0

I'd like to parse a numbered list using nom in Rust.

For example, 1. Milk 2. Bread 3. Bacon.

I could use separated_list1 with an appropriate separator parser and element parser.

fn parser(input: &str) -> IResult<&str, Vec<&str>> {
    preceded(
        tag("1. "),
        separated_list1(
            tuple((tag(" "), digit1, tag(". "))),
            take_while(is_alphabetic),
        ),
    )(input)
}

However, this does not validate the increasing index numbers.

For example, it would happily parse invalid lists like 1. Milk 3. Bread 4. Bacon or 1. Milk 8. Bread 1. Bacon.

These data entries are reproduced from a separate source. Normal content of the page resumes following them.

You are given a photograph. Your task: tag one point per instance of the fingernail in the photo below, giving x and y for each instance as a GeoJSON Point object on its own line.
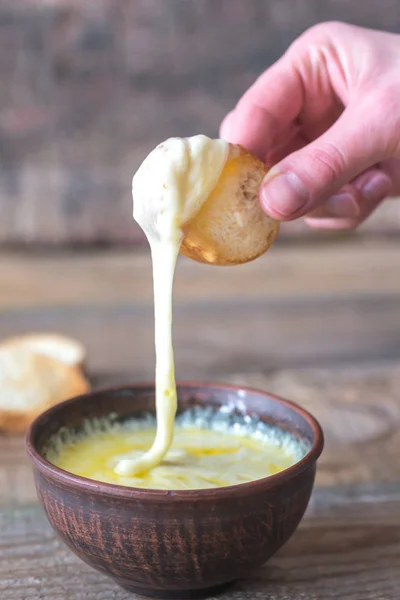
{"type": "Point", "coordinates": [283, 194]}
{"type": "Point", "coordinates": [341, 205]}
{"type": "Point", "coordinates": [377, 187]}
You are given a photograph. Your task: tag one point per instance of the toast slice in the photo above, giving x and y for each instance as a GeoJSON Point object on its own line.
{"type": "Point", "coordinates": [64, 349]}
{"type": "Point", "coordinates": [31, 383]}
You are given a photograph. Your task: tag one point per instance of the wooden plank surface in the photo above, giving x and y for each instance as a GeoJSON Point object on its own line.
{"type": "Point", "coordinates": [88, 88]}
{"type": "Point", "coordinates": [347, 547]}
{"type": "Point", "coordinates": [297, 306]}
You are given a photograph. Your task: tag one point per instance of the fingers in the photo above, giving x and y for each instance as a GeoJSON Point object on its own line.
{"type": "Point", "coordinates": [266, 111]}
{"type": "Point", "coordinates": [310, 176]}
{"type": "Point", "coordinates": [354, 203]}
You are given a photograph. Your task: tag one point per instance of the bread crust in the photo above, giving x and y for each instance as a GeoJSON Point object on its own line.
{"type": "Point", "coordinates": [231, 228]}
{"type": "Point", "coordinates": [61, 347]}
{"type": "Point", "coordinates": [31, 383]}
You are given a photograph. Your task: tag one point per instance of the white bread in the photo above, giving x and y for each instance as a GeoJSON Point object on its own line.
{"type": "Point", "coordinates": [231, 228]}
{"type": "Point", "coordinates": [31, 382]}
{"type": "Point", "coordinates": [60, 347]}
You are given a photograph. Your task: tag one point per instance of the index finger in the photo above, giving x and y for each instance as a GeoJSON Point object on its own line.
{"type": "Point", "coordinates": [268, 108]}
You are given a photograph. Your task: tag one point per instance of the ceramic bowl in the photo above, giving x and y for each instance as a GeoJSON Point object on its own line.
{"type": "Point", "coordinates": [175, 544]}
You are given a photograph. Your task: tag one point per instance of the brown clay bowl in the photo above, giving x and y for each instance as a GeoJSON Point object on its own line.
{"type": "Point", "coordinates": [175, 544]}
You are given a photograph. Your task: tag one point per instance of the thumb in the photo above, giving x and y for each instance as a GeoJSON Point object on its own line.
{"type": "Point", "coordinates": [308, 177]}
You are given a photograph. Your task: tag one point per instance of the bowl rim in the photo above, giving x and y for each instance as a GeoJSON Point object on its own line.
{"type": "Point", "coordinates": [119, 491]}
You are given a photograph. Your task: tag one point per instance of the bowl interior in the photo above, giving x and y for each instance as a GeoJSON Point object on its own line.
{"type": "Point", "coordinates": [138, 400]}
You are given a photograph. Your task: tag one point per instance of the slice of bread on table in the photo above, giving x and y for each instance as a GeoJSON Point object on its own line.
{"type": "Point", "coordinates": [65, 349]}
{"type": "Point", "coordinates": [37, 372]}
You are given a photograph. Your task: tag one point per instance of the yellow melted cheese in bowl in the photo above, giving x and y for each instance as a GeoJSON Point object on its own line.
{"type": "Point", "coordinates": [225, 454]}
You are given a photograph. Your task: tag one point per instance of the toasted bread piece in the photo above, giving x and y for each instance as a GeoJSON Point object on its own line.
{"type": "Point", "coordinates": [30, 383]}
{"type": "Point", "coordinates": [231, 228]}
{"type": "Point", "coordinates": [64, 349]}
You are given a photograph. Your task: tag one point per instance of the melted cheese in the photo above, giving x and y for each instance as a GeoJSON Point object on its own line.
{"type": "Point", "coordinates": [168, 189]}
{"type": "Point", "coordinates": [197, 458]}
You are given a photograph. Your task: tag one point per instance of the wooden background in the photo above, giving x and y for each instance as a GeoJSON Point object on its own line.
{"type": "Point", "coordinates": [87, 88]}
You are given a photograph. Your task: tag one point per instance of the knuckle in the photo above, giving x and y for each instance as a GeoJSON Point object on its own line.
{"type": "Point", "coordinates": [326, 29]}
{"type": "Point", "coordinates": [328, 162]}
{"type": "Point", "coordinates": [389, 106]}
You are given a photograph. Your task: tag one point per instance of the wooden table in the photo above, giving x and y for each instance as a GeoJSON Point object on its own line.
{"type": "Point", "coordinates": [319, 324]}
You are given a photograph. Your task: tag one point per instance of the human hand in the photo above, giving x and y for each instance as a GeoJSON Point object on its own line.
{"type": "Point", "coordinates": [327, 116]}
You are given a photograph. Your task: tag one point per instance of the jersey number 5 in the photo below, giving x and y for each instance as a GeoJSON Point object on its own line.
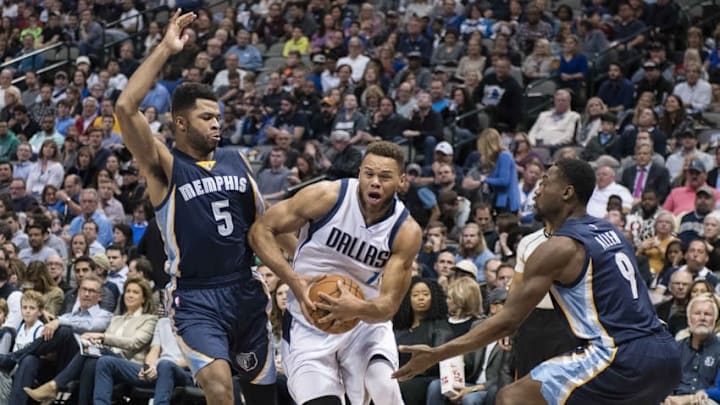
{"type": "Point", "coordinates": [627, 270]}
{"type": "Point", "coordinates": [223, 217]}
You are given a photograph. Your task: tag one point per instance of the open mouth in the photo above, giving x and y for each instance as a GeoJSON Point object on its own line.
{"type": "Point", "coordinates": [374, 197]}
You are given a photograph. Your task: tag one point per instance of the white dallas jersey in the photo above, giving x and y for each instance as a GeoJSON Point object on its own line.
{"type": "Point", "coordinates": [341, 243]}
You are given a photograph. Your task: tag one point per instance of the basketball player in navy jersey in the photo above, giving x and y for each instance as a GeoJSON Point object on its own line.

It seems there is no built-in nom parser that can do this. So I ventured to try to build my own first parser...

My idea was to implement a parser similar to separated_list1 but which keeps track of the index and passes it to the separator as argument. It could accept a closure as argument that can then create the separator parser based on the index argument.

fn parser(input: &str) -> IResult<&str, Vec<&str>> {
    preceded(
        tag("1. "),
        separated_list1(
            |index: i32| tuple((tag(" "), tag(&index.to_string()), tag(". "))),
            take_while(is_alphabetic),
        ),
    )(input)
}

I tried to use the implementation of separated_list1 and change the separator argument to G: FnOnce(i32) -> Parser<I, O2, E>,, create an index variable let mut index = 1;, pass it to sep(index) in the loop, and increase it at the end of the loop index += 1;.

However, Rust's type system is not happy!

How can I make this work?


Here's the full code for reproduction

use nom::{
    error::{ErrorKind, ParseError},
    Err, IResult, InputLength, Parser,
};

pub fn separated_numbered_list1<I, O, O2, E, F, G>(
    mut sep: G,
    mut f: F,
) -> impl FnMut(I) -> IResult<I, Vec<O>, E>
where
    I: Clone + InputLength,
    F: Parser<I, O, E>,
    G: FnOnce(i32) -> Parser<I, O2, E>,
    E: ParseError<I>,
{
    move |mut i: I| {
        let mut res = Vec::new();
        let mut index = 1;

        // Parse the first element
        match f.parse(i.clone()) {
            Err(e) => return Err(e),
            Ok((i1, o)) => {
                res.push(o);
                i = i1;
            }
        }

        loop {
            let len = i.input_len();
            match sep(index).parse(i.clone()) {
                Err(Err::Error(_)) => return Ok((i, res)),
                Err(e) => return Err(e),
                Ok((i1, _)) => {
                    // infinite loop check: the parser must always consume
                    if i1.input_len() == len {
                        return Err(Err::Error(E::from_error_kind(i1, ErrorKind::SeparatedList)));
                    }

                    match f.parse(i1.clone()) {
                        Err(Err::Error(_)) => return Ok((i, res)),
                        Err(e) => return Err(e),
                        Ok((i2, o)) => {
                            res.push(o);
                            i = i2;
                        }
                    }
                }
            }
            index += 1;
        }
    }
}
mdcq
  • 1,593
  • 13
  • 30

1 Answers1

1

Try to manually use many1(), separated_pair(), and verify()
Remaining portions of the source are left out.